To provide some background: the estate has actually already been sold to Craighouse Limited (Isle of Man) for the sum of £10m. A representative from the development consortium has confirmed Craighouse Limited is owned by Mountgrange – as far as I know, Mountgrange Real Estate Opportunity Fund (MoREOF). It has also been confirmed that Napier University still hold a financial interest in the site. It appears that the development is proceeding as a consortium, Craighouse Partnership, currently comprising Mountgrange, Sundial, Invicta and Napier University.
Any new build development on that site is contrary to the local development plan and as such would normally be immediately prohibited. The developers are attempting to justify the new build on the basis of a financial sustainability argument but have failed to publish any evidence to that effect. It may very well be the situation that renovating the existing buildings and replacing in situ the “Learning Resource Centre” would provide ample funding and profit opportunity.
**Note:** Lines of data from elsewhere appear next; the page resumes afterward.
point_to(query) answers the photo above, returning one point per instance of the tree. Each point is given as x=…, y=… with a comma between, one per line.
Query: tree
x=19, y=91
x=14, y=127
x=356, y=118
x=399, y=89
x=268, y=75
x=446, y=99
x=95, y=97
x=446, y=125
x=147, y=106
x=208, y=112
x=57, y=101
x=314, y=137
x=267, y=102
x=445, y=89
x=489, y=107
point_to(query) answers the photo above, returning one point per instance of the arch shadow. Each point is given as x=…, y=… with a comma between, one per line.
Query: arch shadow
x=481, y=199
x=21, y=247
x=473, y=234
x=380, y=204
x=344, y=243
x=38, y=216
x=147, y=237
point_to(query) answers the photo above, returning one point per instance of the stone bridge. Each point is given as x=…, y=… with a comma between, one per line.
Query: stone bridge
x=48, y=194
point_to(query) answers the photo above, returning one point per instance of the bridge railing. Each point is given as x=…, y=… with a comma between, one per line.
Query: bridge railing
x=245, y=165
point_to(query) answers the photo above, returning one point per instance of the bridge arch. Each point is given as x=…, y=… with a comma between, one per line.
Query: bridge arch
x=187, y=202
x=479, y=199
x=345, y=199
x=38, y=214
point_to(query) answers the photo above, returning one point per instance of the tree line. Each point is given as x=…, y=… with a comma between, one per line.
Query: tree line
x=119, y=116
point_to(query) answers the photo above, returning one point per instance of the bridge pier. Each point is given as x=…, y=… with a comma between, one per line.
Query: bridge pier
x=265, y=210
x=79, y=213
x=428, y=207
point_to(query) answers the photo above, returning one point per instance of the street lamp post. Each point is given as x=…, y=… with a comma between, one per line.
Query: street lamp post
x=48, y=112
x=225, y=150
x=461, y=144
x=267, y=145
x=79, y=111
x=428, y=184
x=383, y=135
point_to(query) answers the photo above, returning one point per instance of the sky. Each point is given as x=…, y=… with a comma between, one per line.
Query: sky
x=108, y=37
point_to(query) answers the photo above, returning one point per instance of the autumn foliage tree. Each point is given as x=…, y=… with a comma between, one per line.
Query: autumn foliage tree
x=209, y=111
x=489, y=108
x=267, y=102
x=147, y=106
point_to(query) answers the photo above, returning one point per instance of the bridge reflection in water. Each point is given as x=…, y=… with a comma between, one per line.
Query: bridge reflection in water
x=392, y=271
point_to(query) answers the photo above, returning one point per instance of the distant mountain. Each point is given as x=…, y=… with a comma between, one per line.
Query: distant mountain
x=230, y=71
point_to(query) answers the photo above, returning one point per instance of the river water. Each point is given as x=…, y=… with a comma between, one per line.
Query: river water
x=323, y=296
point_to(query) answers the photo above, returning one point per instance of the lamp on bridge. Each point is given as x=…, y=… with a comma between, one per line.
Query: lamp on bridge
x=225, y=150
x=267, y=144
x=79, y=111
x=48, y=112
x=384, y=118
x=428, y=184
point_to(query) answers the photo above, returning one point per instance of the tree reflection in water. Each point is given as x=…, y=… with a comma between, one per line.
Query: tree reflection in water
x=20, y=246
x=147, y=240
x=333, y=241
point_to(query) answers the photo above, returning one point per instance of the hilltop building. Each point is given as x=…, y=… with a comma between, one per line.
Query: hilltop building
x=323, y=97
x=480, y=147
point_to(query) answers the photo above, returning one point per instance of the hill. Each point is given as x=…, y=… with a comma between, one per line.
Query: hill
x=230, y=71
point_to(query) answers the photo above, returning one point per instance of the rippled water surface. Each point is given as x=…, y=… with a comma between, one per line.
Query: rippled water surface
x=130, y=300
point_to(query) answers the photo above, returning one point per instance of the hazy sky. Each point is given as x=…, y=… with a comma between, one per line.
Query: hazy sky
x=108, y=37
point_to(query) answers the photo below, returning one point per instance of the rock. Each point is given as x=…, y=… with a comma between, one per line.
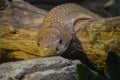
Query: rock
x=49, y=68
x=97, y=37
x=19, y=24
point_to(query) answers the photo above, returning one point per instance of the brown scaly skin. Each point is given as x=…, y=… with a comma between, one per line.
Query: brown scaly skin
x=98, y=37
x=58, y=30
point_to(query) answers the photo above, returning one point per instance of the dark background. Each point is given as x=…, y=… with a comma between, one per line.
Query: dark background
x=105, y=8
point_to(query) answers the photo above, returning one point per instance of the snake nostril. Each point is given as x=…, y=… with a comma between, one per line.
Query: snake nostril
x=60, y=41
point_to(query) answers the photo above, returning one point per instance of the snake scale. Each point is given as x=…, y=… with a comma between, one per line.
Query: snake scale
x=58, y=27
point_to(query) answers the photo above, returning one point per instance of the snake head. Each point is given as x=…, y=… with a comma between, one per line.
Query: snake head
x=50, y=42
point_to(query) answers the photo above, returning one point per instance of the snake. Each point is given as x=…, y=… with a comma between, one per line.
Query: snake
x=58, y=27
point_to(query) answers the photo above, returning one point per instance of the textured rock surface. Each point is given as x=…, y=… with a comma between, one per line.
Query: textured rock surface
x=98, y=37
x=51, y=68
x=19, y=24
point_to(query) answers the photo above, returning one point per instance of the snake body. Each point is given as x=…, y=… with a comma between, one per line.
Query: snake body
x=58, y=28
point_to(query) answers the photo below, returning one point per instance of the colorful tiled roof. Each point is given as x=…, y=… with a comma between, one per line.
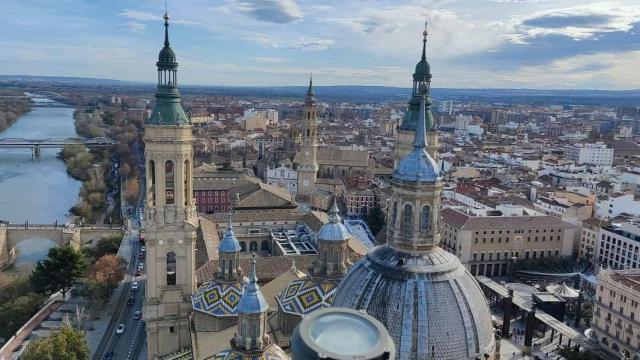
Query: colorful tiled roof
x=273, y=352
x=218, y=299
x=306, y=295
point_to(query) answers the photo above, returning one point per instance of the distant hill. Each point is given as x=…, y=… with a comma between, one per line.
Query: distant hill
x=348, y=93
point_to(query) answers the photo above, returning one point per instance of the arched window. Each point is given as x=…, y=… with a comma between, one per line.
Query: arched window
x=152, y=182
x=187, y=183
x=169, y=182
x=424, y=218
x=395, y=213
x=171, y=268
x=407, y=221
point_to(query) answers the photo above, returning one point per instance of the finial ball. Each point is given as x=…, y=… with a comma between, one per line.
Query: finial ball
x=423, y=88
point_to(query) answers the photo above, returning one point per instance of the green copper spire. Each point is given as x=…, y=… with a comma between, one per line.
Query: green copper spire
x=168, y=110
x=421, y=74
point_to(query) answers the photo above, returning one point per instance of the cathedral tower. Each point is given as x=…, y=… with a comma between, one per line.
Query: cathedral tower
x=407, y=129
x=251, y=340
x=170, y=217
x=431, y=305
x=308, y=167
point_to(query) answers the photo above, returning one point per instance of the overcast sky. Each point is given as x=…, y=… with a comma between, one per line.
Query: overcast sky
x=559, y=44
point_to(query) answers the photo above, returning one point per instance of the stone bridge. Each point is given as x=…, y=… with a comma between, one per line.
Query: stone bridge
x=12, y=234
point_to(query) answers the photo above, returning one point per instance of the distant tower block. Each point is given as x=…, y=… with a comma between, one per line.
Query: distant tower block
x=308, y=167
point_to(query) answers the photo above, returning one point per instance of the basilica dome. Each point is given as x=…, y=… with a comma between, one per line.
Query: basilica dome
x=429, y=302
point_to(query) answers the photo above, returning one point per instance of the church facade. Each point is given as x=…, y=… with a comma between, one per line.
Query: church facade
x=420, y=292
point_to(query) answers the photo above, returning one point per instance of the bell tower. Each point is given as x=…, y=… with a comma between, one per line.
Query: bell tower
x=170, y=220
x=406, y=130
x=308, y=167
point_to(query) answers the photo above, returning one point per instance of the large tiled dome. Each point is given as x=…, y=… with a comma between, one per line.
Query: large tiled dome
x=429, y=302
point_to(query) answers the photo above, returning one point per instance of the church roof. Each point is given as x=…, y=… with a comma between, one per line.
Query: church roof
x=306, y=295
x=260, y=195
x=252, y=301
x=217, y=299
x=428, y=302
x=338, y=157
x=334, y=230
x=418, y=165
x=229, y=242
x=272, y=352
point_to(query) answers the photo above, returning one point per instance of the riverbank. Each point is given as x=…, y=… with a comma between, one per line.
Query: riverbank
x=11, y=109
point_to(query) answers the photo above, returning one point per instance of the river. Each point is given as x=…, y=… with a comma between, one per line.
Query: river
x=37, y=190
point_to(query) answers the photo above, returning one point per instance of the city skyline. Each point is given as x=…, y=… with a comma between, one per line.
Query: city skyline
x=502, y=44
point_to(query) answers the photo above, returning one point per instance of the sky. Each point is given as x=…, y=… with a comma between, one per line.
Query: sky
x=539, y=44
At no point has the argument for new build been elucidated further than “it needs to be done”.
In relation to access rights, William Gray-Muir of Sundial has indeed stated publicly that access will be preserved. Although, it has not been made clear yet what level of access will be preserved: it could range from complete and full public access to a mere path around the outskirts of the site. So you can understand peoples’ concern.
The green space and surrounding woods are, and have been, made use of by locals for decades. Families take their children there, people walk their dogs there, at the end of EIFF festival fireworks literally thousands of people congregate. It is literally a hub of the community and one of the most valuable green spaces in the whole city. Irrespective of access rights, it will become somewhat tricky to make amenity of the green space when there are buildings on top of it.
You mentioned affordable housing – can you please tell me where you obtained that information, as I am not aware that any proposed units on the site would be classified as such?
In relation to your use of “NIMBY”, have you been reading material produced by the developers’ lobbying/PR company, Invicta, per chance? To apply that term in this example is bordering erroneous: it isn’t the situation of an entity being proposed that would be unpopular wherever it is put, e.g. a power-station or rubbish dump, but rather that one of the most beautiful green spaces in Edinburgh is about to be decimated. There is plenty of brown-field sites in Edinburgh, for that matter locally, where new build is not only appropriate but absolutely welcome. If massive new build were proposed on Calton Hill, the arguments would be very similar.
Personally, I welcome the upkeep of the old buildings as New Craig is absolutely stunning and almost unique in example of French Renaissance architecture outside of France; in that endeavour I wish the developers the best of luck. However, to propose to build on a conservation area and what has oft been described as one of the most beautiful and tranquil spots in Edinburgh is to my own eyes entirely a profit making venture that should be robustly opposed.
I cannot understand the need for more housing in an exceptional area of outstanding beauty such as this – there’s ample land designated for housing to the south east of the city so why build here? Renovate what’s there and develop elsewhere should be the way forward.